The Today show host made one subtle joke that left the Treasurer out of his depth – and Karl Stefanovic thought it was hilarious.
Federal Treasurer Josh Frydenberg was left stumbling to find the right words after he was hit by a curly question about Australia’s submarine program from Today host Ally Langdon.
Mr Frydenberg confirmed a Chinese spy ship spent three weeks off the Australian coast, potentially collecting intelligence.
While no international laws were broken, Langdon said it was “lucky” that Australia’s own nuclear submarines would be in the water “in what, 40 years’ time”.
“She’s got you, Josh,” host Karl Stefanovic interjected.
“I’m having a dig, mate,” Langdon said, to which Mr Frydenberg said he was an “easy target”.

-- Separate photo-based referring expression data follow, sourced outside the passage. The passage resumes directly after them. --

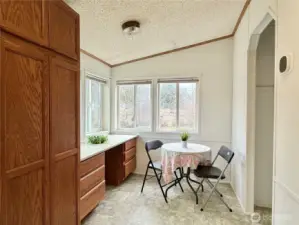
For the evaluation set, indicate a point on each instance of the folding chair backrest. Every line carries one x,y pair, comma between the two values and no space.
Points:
226,154
153,145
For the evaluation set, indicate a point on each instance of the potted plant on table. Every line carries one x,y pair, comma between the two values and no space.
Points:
184,138
97,139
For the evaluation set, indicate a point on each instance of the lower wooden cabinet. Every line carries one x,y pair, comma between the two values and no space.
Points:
111,167
130,166
89,201
120,162
92,183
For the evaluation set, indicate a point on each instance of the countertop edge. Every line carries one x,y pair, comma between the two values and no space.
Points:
108,148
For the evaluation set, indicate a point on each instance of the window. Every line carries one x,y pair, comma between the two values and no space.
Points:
134,105
94,104
177,105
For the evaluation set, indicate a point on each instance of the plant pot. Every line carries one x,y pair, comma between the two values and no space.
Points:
184,144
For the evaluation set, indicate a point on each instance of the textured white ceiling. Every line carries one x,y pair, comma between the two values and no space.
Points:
165,25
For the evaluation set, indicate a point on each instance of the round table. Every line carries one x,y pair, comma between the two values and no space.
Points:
175,156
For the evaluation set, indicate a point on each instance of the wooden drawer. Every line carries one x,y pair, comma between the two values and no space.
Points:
130,167
92,164
91,180
130,144
129,154
89,201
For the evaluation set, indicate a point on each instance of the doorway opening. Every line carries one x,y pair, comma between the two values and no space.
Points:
264,120
260,123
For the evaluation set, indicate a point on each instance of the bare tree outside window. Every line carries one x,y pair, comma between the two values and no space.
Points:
177,106
134,106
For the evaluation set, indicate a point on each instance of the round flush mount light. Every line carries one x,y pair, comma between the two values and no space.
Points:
131,27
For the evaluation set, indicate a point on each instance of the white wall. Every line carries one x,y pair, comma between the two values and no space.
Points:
286,122
265,65
212,63
252,18
90,65
287,118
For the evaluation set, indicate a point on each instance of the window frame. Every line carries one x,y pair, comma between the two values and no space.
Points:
102,81
135,83
197,104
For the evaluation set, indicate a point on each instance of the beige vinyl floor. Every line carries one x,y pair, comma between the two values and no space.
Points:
125,205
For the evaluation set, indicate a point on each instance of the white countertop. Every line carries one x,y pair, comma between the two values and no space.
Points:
89,150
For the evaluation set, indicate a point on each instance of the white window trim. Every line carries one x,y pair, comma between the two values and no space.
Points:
90,75
197,104
155,109
134,82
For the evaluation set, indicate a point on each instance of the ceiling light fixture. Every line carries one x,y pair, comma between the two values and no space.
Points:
131,27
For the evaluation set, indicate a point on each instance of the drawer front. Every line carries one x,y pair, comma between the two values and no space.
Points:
89,201
91,180
91,164
130,144
129,154
130,167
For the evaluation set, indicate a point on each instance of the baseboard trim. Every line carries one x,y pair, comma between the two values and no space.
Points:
239,200
287,190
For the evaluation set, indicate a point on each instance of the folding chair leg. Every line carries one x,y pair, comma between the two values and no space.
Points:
212,186
144,179
179,181
200,185
215,190
165,198
210,194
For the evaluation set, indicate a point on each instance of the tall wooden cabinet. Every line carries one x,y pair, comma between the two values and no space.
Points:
39,113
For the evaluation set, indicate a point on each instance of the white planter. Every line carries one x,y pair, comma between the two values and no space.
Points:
184,144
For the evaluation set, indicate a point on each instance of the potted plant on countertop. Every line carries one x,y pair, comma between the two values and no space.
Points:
97,139
184,138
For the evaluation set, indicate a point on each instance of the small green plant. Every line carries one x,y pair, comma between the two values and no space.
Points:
97,139
185,136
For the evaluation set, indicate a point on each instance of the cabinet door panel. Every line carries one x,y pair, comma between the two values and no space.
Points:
24,123
65,140
25,199
64,192
28,19
64,29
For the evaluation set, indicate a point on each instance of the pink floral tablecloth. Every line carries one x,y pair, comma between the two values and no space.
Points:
175,156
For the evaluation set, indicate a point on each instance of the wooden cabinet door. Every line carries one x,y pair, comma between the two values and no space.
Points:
64,140
64,29
27,19
24,133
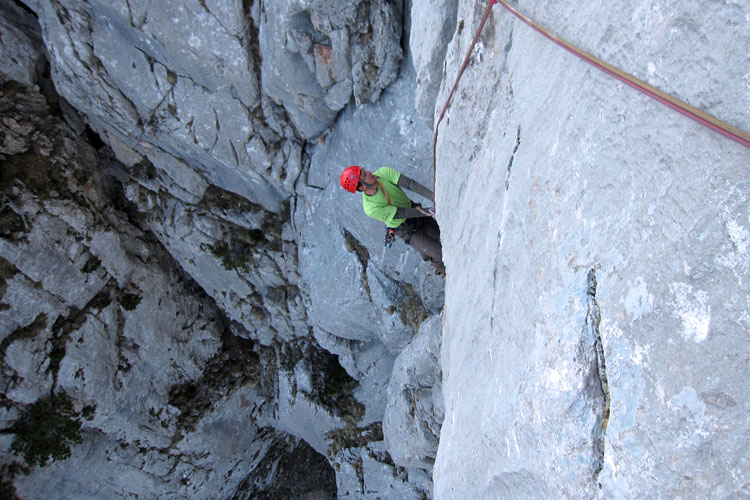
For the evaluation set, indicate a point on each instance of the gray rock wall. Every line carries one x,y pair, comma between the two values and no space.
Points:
94,307
593,343
205,160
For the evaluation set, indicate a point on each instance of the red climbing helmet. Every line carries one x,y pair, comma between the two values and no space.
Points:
350,178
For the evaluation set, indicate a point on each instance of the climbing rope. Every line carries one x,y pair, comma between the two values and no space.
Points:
699,116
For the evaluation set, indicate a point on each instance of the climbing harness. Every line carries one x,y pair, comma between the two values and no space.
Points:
691,112
390,236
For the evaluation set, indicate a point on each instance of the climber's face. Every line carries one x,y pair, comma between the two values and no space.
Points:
366,179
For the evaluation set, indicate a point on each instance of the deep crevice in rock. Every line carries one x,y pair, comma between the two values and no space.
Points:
593,319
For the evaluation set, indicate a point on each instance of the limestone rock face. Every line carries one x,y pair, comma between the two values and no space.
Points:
591,345
197,219
21,50
94,307
318,54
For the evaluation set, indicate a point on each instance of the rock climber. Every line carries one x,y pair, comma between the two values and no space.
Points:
384,199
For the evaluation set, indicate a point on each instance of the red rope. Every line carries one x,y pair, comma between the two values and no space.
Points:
695,114
699,116
453,90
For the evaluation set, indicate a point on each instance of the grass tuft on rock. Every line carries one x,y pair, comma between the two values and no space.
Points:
46,430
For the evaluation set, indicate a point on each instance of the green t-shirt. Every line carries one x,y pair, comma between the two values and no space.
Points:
377,207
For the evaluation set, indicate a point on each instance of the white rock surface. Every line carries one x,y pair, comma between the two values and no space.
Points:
549,173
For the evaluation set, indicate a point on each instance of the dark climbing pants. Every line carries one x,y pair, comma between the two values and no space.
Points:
423,235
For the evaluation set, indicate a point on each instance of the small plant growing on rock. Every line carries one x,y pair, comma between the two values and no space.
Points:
46,430
129,301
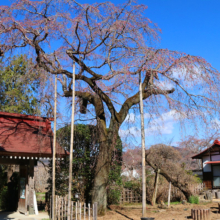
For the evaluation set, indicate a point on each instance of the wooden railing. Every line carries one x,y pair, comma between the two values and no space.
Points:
79,211
130,196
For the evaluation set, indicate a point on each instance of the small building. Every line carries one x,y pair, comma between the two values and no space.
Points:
25,139
210,165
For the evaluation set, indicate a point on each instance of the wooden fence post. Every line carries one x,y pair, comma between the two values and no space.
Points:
95,211
169,194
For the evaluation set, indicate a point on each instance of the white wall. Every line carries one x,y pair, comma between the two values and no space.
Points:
215,158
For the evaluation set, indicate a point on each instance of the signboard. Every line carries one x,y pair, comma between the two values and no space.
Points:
22,188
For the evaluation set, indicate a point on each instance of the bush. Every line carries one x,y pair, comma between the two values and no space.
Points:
113,196
194,199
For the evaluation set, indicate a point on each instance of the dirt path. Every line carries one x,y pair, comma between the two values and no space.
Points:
177,212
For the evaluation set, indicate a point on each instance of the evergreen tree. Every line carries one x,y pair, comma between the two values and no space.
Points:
18,87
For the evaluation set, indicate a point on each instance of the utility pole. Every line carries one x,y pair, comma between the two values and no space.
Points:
143,149
54,150
71,146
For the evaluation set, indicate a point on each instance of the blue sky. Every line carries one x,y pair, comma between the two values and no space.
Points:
191,26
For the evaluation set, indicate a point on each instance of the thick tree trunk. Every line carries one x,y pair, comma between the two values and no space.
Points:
99,192
155,187
103,166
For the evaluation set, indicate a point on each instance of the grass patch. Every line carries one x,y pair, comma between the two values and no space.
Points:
174,203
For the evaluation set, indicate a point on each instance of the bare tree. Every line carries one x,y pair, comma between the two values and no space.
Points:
165,159
110,44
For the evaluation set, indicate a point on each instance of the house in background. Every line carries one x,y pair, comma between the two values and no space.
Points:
210,165
24,139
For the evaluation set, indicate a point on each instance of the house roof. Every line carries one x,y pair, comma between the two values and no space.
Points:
26,135
212,162
202,153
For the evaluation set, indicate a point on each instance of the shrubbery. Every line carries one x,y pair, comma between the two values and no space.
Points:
194,199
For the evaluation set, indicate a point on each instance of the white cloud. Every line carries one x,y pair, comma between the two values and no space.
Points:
131,118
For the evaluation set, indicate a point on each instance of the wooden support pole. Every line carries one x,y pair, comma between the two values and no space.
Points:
143,148
31,188
71,146
54,150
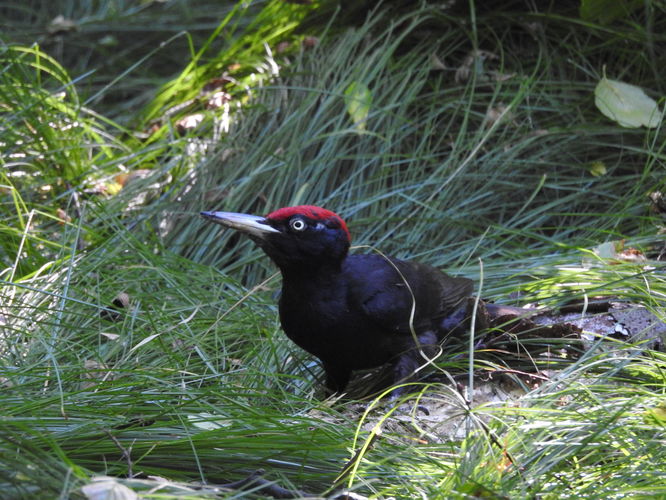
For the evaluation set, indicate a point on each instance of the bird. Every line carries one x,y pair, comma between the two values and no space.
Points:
352,311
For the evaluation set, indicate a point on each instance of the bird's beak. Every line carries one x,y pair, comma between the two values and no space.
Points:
245,223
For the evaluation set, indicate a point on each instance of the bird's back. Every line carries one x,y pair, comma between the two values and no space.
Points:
361,314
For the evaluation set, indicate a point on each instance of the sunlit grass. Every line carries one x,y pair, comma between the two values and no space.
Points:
487,176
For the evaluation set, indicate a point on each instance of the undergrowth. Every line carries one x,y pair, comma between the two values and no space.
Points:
476,156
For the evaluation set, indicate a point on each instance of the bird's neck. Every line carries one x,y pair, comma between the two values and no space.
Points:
310,272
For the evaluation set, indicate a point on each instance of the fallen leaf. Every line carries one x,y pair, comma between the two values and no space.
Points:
597,168
107,489
626,104
358,100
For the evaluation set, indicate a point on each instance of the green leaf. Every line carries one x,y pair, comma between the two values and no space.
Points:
597,168
626,104
358,100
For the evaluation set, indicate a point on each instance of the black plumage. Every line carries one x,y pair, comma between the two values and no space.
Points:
352,311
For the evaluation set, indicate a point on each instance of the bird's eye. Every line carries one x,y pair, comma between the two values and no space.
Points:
297,224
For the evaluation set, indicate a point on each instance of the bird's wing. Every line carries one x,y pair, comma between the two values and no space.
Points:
381,288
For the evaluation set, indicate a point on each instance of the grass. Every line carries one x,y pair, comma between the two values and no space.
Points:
487,176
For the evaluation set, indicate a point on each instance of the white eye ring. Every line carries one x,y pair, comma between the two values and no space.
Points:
297,224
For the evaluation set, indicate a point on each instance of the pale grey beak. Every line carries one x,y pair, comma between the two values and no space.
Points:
245,223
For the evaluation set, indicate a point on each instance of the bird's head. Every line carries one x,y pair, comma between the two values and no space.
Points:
295,238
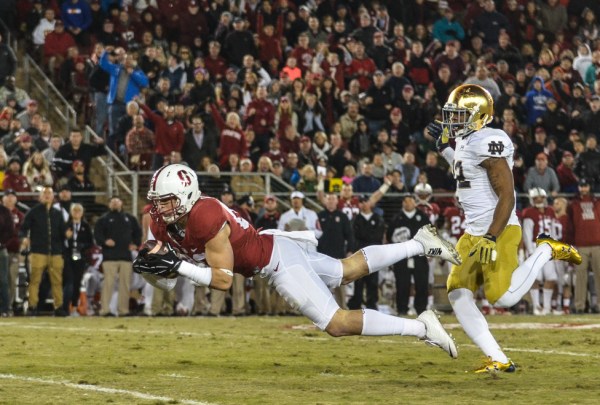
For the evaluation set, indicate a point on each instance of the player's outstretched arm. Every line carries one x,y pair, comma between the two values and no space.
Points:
501,180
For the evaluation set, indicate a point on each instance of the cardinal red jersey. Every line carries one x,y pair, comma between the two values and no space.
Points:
456,220
543,222
251,251
349,207
432,210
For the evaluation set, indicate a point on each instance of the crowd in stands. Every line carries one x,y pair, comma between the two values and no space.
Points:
322,94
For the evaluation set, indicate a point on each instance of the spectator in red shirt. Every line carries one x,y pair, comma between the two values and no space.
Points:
584,212
169,132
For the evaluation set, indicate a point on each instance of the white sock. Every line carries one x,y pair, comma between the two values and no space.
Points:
381,256
525,275
535,297
547,294
474,324
378,324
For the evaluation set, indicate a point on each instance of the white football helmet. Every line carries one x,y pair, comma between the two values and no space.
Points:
175,183
535,193
423,193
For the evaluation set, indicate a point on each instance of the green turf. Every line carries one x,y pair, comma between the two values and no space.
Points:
285,361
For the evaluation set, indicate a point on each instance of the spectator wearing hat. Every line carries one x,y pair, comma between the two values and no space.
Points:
6,234
14,180
43,232
584,213
535,100
481,78
381,54
9,200
588,163
542,176
77,16
556,121
447,28
453,60
74,150
305,217
192,22
37,170
566,176
362,67
378,102
589,121
56,48
10,88
8,62
126,82
239,43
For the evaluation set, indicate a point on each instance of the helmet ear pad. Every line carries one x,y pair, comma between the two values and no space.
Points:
469,108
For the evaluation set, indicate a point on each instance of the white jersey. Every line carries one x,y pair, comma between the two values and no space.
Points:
474,191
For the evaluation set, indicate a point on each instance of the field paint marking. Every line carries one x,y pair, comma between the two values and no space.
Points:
107,330
95,388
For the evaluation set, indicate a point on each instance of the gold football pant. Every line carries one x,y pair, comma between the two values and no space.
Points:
496,276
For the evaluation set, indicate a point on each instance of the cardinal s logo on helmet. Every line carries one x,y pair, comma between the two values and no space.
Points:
469,108
173,192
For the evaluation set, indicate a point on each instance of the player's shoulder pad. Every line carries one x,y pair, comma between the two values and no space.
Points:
491,142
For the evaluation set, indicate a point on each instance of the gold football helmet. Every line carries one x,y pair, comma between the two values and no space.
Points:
469,108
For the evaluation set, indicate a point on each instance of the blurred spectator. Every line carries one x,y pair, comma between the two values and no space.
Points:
199,142
37,171
587,165
566,176
542,176
43,232
14,180
126,82
6,234
78,240
77,16
10,89
9,200
368,229
118,233
366,182
584,213
140,143
74,150
8,62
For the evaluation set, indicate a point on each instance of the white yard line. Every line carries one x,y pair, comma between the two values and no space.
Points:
96,388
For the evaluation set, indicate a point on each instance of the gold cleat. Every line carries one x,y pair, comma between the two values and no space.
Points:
560,250
492,366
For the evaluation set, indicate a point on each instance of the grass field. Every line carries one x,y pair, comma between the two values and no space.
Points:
284,360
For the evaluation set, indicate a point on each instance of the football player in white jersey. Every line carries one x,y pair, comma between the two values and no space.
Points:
482,161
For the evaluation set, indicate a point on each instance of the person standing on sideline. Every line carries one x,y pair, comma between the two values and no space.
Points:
368,228
79,238
6,233
118,233
403,227
44,232
584,212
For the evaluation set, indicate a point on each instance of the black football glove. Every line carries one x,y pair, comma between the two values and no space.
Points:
162,265
437,132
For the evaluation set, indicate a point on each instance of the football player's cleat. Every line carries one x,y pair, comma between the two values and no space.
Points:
560,250
492,366
436,335
435,246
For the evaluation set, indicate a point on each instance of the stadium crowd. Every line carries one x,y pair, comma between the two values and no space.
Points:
330,96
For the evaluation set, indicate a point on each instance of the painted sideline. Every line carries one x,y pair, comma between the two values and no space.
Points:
95,388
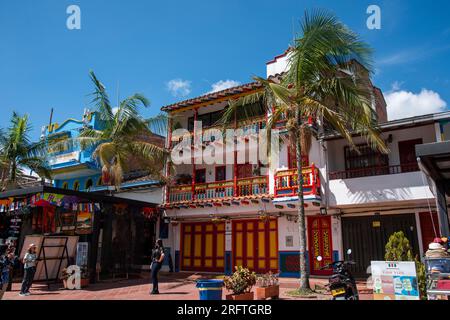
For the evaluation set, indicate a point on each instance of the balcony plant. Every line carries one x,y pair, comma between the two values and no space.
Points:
240,284
267,286
326,82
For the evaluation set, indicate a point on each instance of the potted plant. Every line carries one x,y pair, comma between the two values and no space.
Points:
84,277
64,277
240,284
267,286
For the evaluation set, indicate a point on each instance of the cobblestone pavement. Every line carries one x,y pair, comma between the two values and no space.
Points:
173,286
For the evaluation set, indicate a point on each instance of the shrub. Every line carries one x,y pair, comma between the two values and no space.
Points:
267,280
241,281
399,249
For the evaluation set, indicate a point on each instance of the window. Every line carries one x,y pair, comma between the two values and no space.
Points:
200,176
244,170
208,119
89,184
367,162
407,152
221,173
292,158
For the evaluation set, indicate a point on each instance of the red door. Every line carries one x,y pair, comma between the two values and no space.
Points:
244,170
255,245
407,151
320,244
429,227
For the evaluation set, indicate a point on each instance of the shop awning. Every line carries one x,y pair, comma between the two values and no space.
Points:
89,196
435,158
434,161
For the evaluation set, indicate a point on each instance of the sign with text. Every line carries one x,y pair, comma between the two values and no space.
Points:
394,280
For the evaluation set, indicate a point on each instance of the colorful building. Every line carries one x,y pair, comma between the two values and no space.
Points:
246,213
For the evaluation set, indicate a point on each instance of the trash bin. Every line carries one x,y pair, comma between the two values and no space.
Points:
210,289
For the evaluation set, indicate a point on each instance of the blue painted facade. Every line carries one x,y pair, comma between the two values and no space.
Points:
73,168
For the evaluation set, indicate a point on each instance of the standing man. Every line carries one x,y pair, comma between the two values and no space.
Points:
6,265
29,261
157,259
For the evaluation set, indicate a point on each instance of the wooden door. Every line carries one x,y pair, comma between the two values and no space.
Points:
320,244
407,152
255,245
203,246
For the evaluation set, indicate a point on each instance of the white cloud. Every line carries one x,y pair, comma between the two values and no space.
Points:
223,84
179,87
404,104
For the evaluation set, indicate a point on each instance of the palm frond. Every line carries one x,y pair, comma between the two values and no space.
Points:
101,100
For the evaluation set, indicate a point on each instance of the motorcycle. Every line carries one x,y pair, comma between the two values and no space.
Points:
341,283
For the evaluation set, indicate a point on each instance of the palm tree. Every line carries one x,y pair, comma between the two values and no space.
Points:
17,152
123,137
327,79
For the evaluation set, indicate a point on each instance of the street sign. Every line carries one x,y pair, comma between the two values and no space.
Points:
394,280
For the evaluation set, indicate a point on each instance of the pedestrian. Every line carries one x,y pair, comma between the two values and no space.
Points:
157,259
6,265
29,261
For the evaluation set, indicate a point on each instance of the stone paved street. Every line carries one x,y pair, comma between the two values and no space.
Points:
177,286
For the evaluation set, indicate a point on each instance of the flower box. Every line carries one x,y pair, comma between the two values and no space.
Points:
242,296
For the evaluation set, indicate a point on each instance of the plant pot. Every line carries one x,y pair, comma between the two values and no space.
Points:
242,296
263,293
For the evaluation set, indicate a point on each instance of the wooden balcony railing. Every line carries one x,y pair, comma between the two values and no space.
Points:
219,189
252,126
374,171
286,182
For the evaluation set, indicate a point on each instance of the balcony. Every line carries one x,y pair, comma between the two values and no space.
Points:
374,171
219,189
286,182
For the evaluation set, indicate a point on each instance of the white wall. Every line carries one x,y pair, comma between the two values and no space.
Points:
336,159
394,187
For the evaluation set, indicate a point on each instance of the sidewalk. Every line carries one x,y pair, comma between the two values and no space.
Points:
173,286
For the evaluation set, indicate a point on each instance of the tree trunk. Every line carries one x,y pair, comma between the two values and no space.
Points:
304,273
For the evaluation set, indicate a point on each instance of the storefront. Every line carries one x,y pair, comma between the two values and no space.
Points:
367,237
203,246
114,230
255,244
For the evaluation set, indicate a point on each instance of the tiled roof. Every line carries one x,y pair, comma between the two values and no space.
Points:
213,96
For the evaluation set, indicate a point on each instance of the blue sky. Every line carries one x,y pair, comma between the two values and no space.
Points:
146,46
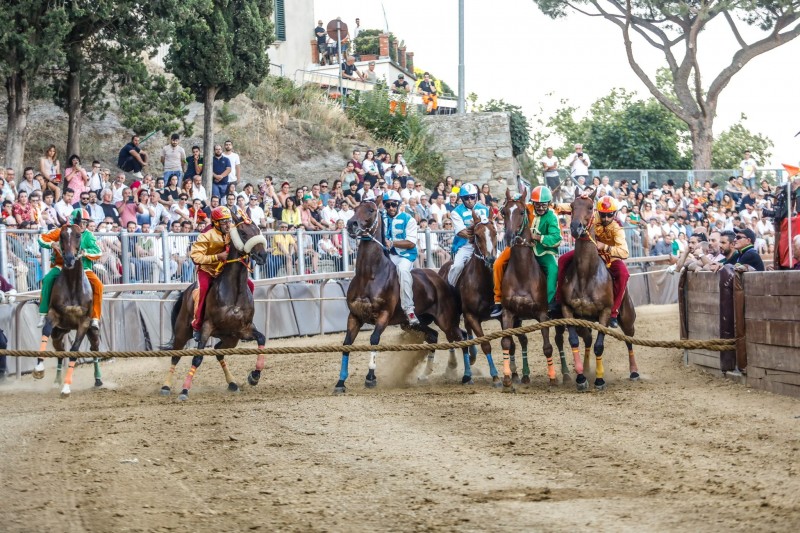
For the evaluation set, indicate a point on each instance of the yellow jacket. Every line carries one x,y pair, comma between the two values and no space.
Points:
204,251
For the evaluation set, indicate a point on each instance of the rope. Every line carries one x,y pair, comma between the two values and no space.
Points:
714,345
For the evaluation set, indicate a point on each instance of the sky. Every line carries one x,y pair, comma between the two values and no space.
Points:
515,53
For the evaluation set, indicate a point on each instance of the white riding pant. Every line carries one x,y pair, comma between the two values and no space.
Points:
459,262
404,267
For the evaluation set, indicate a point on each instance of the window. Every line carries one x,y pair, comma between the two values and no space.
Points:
280,21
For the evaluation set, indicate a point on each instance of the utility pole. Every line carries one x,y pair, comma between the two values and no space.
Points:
461,96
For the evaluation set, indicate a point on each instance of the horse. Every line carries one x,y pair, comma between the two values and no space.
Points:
588,293
474,288
70,309
374,296
229,308
524,291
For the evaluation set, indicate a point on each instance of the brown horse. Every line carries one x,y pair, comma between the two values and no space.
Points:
71,305
374,294
229,308
475,286
588,293
524,290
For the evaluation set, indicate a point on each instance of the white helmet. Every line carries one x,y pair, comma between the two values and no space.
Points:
391,196
468,189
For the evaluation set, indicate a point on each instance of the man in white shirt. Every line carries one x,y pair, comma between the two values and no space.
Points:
173,157
749,168
578,163
236,163
550,169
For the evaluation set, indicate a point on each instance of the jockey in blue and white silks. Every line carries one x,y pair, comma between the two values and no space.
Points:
462,226
400,239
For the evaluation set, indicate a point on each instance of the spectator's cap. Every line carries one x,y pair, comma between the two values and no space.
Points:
747,232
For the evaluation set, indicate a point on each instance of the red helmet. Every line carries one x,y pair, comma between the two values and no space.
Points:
220,213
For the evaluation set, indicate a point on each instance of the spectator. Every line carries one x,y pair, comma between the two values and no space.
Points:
173,158
131,158
220,171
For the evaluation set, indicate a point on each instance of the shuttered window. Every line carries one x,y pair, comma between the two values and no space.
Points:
280,21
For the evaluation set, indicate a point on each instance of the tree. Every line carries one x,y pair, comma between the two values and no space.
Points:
731,144
219,51
104,43
520,128
621,132
673,28
30,27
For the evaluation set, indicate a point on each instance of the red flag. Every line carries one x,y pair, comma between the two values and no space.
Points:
793,171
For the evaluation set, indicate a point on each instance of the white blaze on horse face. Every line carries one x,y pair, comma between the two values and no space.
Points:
489,245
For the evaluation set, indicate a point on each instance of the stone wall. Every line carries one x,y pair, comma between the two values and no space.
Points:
476,148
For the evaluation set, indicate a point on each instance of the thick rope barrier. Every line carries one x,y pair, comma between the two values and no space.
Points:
714,345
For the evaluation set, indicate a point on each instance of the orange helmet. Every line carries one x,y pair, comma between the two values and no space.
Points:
220,213
607,204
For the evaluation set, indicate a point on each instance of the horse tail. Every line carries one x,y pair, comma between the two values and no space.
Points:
176,309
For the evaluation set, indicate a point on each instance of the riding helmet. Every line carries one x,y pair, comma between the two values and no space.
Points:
541,195
607,204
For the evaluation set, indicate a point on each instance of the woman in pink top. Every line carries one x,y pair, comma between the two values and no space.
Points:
77,178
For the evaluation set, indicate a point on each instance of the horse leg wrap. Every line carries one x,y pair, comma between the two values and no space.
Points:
578,363
68,376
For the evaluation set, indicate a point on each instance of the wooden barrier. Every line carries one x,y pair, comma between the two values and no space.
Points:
761,310
772,331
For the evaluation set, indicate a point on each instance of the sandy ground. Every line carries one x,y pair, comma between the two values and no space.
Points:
680,450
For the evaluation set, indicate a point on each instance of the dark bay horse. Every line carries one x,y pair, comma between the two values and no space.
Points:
524,291
71,306
588,292
374,294
475,286
229,308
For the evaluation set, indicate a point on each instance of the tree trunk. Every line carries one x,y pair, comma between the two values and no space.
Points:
702,141
208,140
74,100
18,92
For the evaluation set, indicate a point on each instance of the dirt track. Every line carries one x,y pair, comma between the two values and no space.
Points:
678,451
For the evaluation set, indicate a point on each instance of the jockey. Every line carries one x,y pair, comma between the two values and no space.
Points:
613,249
400,239
89,251
546,234
462,227
209,253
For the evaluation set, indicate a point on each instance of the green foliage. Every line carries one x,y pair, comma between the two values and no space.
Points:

It comes after months of tit-for-tat after Australia tore up a $90 billion submarine deal with France in favour of obtaining nuclear capabilities through the AUKUS partnership with the United States and the United Kingdom. But, under that program, the nuclear vessels won’t be in the water until at least the late 2030s.
Mr Frydenberg was one of numerous government ministers who confirmed reports on Friday that a vessel, believed to be a Dongdia-class spy ship, entered Australia’s 200km exclusive economic zone off the coast of Darwin in August before slowly heading south.
It’s understood the Chinese ship monitored a number of crucial military training areas, before heading across the Tasman towards New Zealand.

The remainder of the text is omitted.